Thugs-for-hire take shareholder disputes to extremes in Hong Kong

Hong Kong is rare among developed markets for incidents of violence involving hired muscle at shareholder events. PHOTO: REUTERS

HONG KONG (BLOOMBERG) - When shareholders get angry at management, they typically vote down executive pay packages or stage protests. In Hong Kong, they call in the thugs.

In March, about 18 intruders tried to force their way into a shareholder meeting held by brokerage Convoy Global Holdings and assaulted company employees, the firm said. Eight men were arrested, according to police.

Hong Kong is rare among developed markets for incidents of violence involving hired muscle at shareholder events.

The closest parallel would be Japan in the 1980s and 1990s, when public company meetings were disrupted by yakuza gangsters demanding payoffs.

Such disruptions, while infrequent in a market with more than 2,500 public companies, usually involve heated fights between rival shareholder groups and underscore the challenge authorities face trying to clean up what former Hong Kong Exchanges & Clearing chief executive Charles Li once called the market's "dark corners."

Anthony Neoh, a former chairman of Hong Kong's Securities and Futures Commission (SFC), called the use of force at shareholder events "the tip of the iceberg" in a long-standing struggle against bad behavior in the markets.

"That is a cat-and-mouse game that will continue," he said. "The cat sometimes wins, but there are simply too many mice."

The SFC has spent years going after what it has called "nefarious networks," which combine practices such as stock manipulation, shareholder vote-rigging and other actions seen as tools for market misconduct.

An SFC spokesman declined to comment on police calls to shareholder meetings.

While it isn't clear who was behind the Convoy disruption, a former management team was allegedly involved in one of these networks, according to lawsuits filed by the company against its ex-directors and related parties.

Major shareholders remain locked in legal battles and regulatory investigations, and the Department of Justice is appealing a court decision to clear several former directors of conspiracy to defraud.

The wife of one of those directors was injured in a knife attack after her car was rammed in northern Hong Kong in 2019, the South China Morning Post reported.

Disturbances in recent years include a May 2018 shareholder meeting of V1 Group, a Chinese mobile-games maker, where police were called after men wearing T-shirts and gold chains surrounded and shouted down a speaker, according to a lawyer who witnessed the incident but asked not to be identified discussing client matters.

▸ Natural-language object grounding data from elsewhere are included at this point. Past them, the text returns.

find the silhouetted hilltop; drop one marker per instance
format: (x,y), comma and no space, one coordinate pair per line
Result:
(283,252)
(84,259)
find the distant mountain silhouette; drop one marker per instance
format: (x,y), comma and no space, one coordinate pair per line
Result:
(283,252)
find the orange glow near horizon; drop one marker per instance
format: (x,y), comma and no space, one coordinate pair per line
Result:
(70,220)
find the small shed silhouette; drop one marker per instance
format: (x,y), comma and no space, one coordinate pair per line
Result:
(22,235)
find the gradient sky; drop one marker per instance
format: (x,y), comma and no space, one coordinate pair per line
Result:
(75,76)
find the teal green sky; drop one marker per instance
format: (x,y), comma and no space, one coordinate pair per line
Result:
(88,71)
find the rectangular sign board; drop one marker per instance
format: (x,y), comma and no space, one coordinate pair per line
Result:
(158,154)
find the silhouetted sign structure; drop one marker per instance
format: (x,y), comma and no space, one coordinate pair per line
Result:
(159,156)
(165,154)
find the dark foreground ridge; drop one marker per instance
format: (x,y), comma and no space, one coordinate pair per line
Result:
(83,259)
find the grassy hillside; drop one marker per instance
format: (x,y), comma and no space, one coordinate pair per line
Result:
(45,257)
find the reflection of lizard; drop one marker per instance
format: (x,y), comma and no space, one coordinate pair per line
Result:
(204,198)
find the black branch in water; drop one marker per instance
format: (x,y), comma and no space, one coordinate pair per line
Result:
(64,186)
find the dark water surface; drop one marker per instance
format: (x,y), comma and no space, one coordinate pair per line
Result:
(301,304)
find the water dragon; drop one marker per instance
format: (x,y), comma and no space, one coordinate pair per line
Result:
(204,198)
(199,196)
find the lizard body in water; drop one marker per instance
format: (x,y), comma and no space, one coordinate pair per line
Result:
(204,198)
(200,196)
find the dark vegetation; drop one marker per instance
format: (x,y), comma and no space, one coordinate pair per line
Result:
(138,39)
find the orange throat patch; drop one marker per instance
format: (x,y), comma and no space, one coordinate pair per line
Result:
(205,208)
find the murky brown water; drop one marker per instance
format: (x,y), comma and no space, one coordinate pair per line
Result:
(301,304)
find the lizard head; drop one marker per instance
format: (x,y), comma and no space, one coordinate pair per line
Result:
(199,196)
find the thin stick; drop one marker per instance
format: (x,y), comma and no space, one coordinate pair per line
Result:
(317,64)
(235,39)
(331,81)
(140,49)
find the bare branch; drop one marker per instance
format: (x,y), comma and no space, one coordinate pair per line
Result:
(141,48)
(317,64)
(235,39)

A police spokesman confirmed that officers were called to the scene. A V1 spokesman said the dispute was unrelated to the firm or its directors.

Less than a year earlier police intervened in a board meeting of lingerie chain My Heart Bodibra Group after men entered the office and threatened directors. A fight broke out, and the firm's chairman at the time was among three people arrested, a police spokesman said. No charges were brought.

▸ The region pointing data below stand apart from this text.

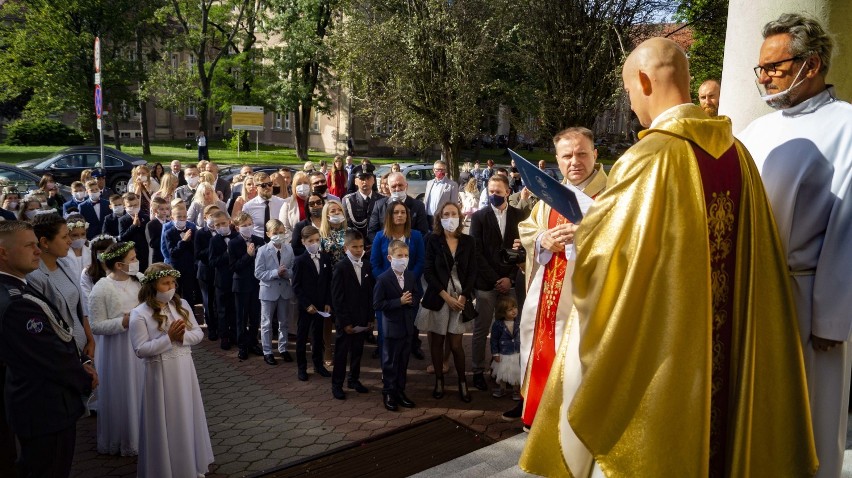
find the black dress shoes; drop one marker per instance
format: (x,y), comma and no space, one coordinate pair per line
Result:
(403,401)
(390,403)
(357,386)
(337,392)
(479,381)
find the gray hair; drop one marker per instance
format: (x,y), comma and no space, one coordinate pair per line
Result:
(807,37)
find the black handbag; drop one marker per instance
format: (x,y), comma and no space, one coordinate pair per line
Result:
(469,312)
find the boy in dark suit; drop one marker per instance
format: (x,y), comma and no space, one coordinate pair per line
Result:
(223,278)
(397,296)
(131,227)
(241,252)
(205,273)
(116,203)
(154,229)
(311,279)
(351,292)
(182,253)
(95,209)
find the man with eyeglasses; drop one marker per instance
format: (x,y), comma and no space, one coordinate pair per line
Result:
(439,191)
(804,153)
(264,206)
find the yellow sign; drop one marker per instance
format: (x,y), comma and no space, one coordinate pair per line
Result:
(247,117)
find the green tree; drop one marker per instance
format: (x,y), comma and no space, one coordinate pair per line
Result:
(300,65)
(707,19)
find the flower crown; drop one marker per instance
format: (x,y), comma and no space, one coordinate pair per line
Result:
(77,224)
(120,252)
(154,276)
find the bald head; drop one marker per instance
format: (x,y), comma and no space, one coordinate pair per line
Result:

A yearslong fight for control of building outfitter Aeso Holding saw police called in June 2017 as an investor meeting descended into shouting and scuffles.

Officers were later summoned to Aeso's office, and those of its financial adviser, after groups of men threatened staff and tried to gain entry.

The police were also called to a China Health Group shareholder meeting in 2016 after unidentified men delayed voting and shoved a company director, Bloomberg News reported.

Officers from Hong Kong's anti-triad unit are investigating the Convoy disruption, a police spokesperson said.

The possible involvement of organized crime raised the temperature at an already fractious meeting where competing shareholder blocs had enlisted local politicians to take sides in the fight over who controls the firm.

One group representing the owners of Chinese property developer Kaisa Group Holdings, which is trying to wrest control of Convoy, was pushed out of the room after telling participants a judge had issued an injunction ordering that the meeting be postponed, lawmaker and Kaisa ally Paul Tse said.

A spokesman for Convoy said the company didn't receive a formal injunction notice until the end of meeting, and voting was normal and effective.

Kwok Hiu Kwan, a son of Kaisa's CEO who holds about 29 per cent of Convoy shares, declined to comment. Kwok has previously denied claims, made by Convoy in court, that he was in alliance with the firm's former management team.

Convoy shares will be delisted as of May 4, the Hong Kong exchange announced on Friday (April 30), six weeks after the altercation. Trading was suspended in late 2017 and never resumed. The stock exchange can delist firms that haven't traded for more than 18 months.